Il mio diavolo e il mio angelo

Io sono nato biologicamente nel lontano ’29 del secolo scorso, ma ad una coscienza sociale, nel dopoguerra. Da quel lontanissimo 1945 non ho sentito altro che parlare di riforme. Per molti anni ci ho creduto, ora questi discorsi mi fanno pena e tristezza.

Per l’ultima tornata elettorale il problema si è ancor più riacutizzato. A folate si sono presentati in Parlamento nuovi riformatori. In verità in questi sessant’anni i politici, a decine di migliaia hanno “campato” assai bene con questo discorso delle riforme. Da ultimi sono arrivati i giovani “grillini” che una “trovata felice” di un comico da baraccone ha portato alla ribalta dell’opinione pubblica, non soltanto, ma perfino in Parlamento.

Beppe Grillo è stato bravo, anzi bravissimo, non m’era mai capitato di sentire che in passato un comico sia riuscito in un’impresa così brillante. Anche Berlusconi, in verità – pure lui venuto dalle “canzonette”, alle quali pare sia ancora affezionato – una ventina di anni fa era riuscito a fare questo “miracolo” che, per un sussulto insperato, non si è ancora spento. Comunque Grillo ha fatto il pieno ed ora sto a vedere come si comportano i suoi discepoli col denaro.

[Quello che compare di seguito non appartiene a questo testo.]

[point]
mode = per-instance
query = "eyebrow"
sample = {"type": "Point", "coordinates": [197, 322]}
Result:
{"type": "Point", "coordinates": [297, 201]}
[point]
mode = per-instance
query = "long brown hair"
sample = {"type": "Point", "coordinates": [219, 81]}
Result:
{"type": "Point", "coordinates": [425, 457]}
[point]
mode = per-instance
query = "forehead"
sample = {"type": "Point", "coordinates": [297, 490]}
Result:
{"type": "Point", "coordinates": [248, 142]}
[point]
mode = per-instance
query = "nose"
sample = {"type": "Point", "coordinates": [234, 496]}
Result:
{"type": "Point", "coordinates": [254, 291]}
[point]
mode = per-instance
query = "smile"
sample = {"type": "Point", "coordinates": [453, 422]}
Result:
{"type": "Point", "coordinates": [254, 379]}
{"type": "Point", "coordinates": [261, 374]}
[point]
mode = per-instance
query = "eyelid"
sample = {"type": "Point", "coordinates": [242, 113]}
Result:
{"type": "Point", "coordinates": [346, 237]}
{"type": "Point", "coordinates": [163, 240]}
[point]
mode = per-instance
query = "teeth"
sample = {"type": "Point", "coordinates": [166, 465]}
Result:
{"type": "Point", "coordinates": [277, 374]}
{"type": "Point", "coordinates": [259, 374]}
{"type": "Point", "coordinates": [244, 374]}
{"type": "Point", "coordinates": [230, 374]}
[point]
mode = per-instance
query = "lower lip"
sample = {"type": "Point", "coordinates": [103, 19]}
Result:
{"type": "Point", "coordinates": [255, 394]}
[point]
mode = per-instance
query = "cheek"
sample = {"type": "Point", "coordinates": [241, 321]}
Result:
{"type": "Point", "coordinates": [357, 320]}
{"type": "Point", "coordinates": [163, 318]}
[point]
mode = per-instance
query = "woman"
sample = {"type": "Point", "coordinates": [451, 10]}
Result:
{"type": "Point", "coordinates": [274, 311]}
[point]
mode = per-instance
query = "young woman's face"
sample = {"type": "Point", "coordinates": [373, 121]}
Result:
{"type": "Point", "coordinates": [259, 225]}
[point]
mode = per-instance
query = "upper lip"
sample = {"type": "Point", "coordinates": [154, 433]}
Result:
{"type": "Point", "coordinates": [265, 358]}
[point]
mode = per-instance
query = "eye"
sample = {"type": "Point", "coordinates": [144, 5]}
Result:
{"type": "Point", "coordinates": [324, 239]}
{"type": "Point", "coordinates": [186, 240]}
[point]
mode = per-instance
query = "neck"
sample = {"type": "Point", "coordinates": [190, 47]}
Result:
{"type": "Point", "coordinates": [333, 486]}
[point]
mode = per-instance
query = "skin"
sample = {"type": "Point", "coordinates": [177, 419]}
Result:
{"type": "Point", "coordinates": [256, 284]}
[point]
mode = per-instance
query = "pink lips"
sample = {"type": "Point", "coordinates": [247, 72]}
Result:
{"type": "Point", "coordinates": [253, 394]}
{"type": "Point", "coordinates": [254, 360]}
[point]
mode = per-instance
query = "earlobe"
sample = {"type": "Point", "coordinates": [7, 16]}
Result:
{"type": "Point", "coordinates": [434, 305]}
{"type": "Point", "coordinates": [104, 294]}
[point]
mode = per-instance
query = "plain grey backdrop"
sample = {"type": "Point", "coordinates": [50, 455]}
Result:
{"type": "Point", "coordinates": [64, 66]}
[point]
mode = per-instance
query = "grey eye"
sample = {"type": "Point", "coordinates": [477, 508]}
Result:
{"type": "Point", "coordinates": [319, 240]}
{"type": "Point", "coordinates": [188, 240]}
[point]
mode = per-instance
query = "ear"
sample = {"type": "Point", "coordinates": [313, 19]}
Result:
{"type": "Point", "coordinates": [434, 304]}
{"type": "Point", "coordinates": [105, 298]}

Un po’ perché sono sordo, un po’ perché non ho seguito con troppa attenzione il manifesto dei grillini, non ho ben capito il loro programma. Di certo ho colto solamente quel suo ossessionante “Tutti a casa!” e qualche altra parolaccia scurrile che, da come mi è stato insegnato, pare che non sia elegante pronunciare.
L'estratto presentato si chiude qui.